Wiki2
MapReduce

Map Reduce Study in Haskell

I was preparing for a course in Big Data where the first session was related to Map Reduce methods.

After reading the famous Google paper (below). I had to make an example in Haskell.

It is not parallel in any way, but helps me understand the principles. The mapReduce function could be modified to allow parallel execution.


module Main (main) where

import Data.List

type Name = String      -- named types
type Document = String
type AWord = String
type Count = Int

-- Return word frequency in a single document
myMap :: (Name, Document) -> [(AWord, Count)]
myMap (n, d) = map (\g -> (head g, length g)) $ group $ sort $ words d

-- Summarize word count of a word from a set of documents
myReduce :: (AWord, [Count]) -> (AWord, Count)
myReduce (w, cs) = (w, sum cs)

-- Map reduce function with implicit reference to map/reduce functions
mapReduce :: [(Name, Document)] -> [(AWord, Count)]
mapReduce ds = map myReduce itermediate where
  itermediate = map (\g -> (fst $ head g, map snd g))
              $ groupBy equalKey $ sortBy compareKey $ concat $ map myMap ds

-- Helper: Determine if a key/value tuple has equal keys
equalKey :: (Eq k) => (k, v) -> (k, v) -> Bool
equalKey a b = (fst a) == (fst b)

-- Helper: Determine if a key/value tuple has equal keys
compareKey :: (Ord k) => (k, v) -> (k, v) -> Ordering
compareKey a b = (fst a) `compare` (fst b)

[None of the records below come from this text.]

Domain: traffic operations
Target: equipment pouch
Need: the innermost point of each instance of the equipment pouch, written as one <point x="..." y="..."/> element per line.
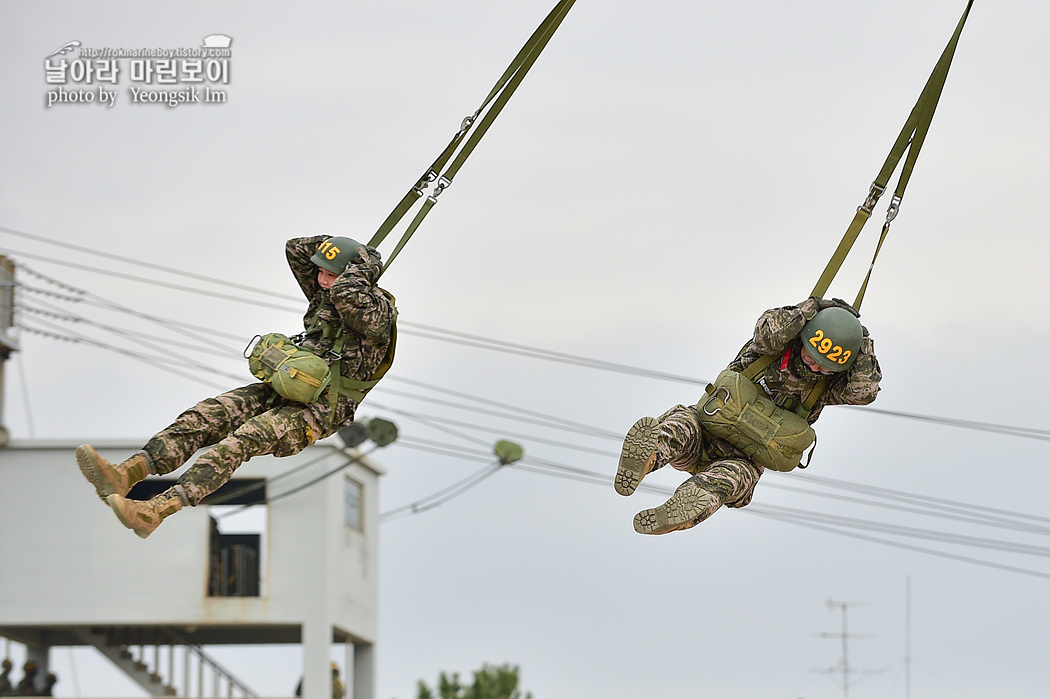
<point x="294" y="373"/>
<point x="737" y="410"/>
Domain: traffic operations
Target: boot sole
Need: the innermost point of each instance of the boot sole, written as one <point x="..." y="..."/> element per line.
<point x="680" y="511"/>
<point x="85" y="459"/>
<point x="637" y="456"/>
<point x="113" y="502"/>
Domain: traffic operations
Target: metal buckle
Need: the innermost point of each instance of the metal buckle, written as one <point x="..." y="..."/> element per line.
<point x="873" y="198"/>
<point x="895" y="206"/>
<point x="467" y="123"/>
<point x="424" y="182"/>
<point x="443" y="182"/>
<point x="713" y="397"/>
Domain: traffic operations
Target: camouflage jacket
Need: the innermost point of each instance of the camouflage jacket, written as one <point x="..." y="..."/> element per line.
<point x="786" y="379"/>
<point x="364" y="311"/>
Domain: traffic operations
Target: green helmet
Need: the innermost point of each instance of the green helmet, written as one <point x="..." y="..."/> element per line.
<point x="833" y="338"/>
<point x="335" y="253"/>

docs = "Provide the best development platform possible. Provide full source access to developers and users, including the ability to look at CVS tree changes directly. Users can even look at our source tree and changes directly on the web!"
     : "Integrate good code from any source with acceptable licenses. ISC or Berkeley style licences are preferred, the GPL is not acceptable when adding new code, NDAs are never acceptable. We want to make available source code that anyone can use for ANY PURPOSE, with no restrictions. We strive to make our software robust and secure, and encourage companies to use whichever pieces they want to. There are commercial spin-offs of OpenBSD."
     : "Pay attention to security problems and fix them before anyone else does. (Try to be the #1 most secure operating system.)"
     : "Greater integration of cryptographic software. OpenBSD is developed and released from Canada and due to Canadian law it is legal to export crypto to the world (as researched by a Canadian individual and as documented in the Export Control list of Canada)."
     : "Track and implement standards (ANSI, POSIX, parts of X/Open, etc.)"
     : "Work towards a very machine independent source tree. Support as many different systems and hardware as feasible."
     : []

files = map (("doc" ++) . show) [1..]

main :: IO ()
main = putStrLn $ concat $ map (\(w,c) -> w ++ " : " ++ show c ++ "\n")
     $ mapReduce (zip files docs)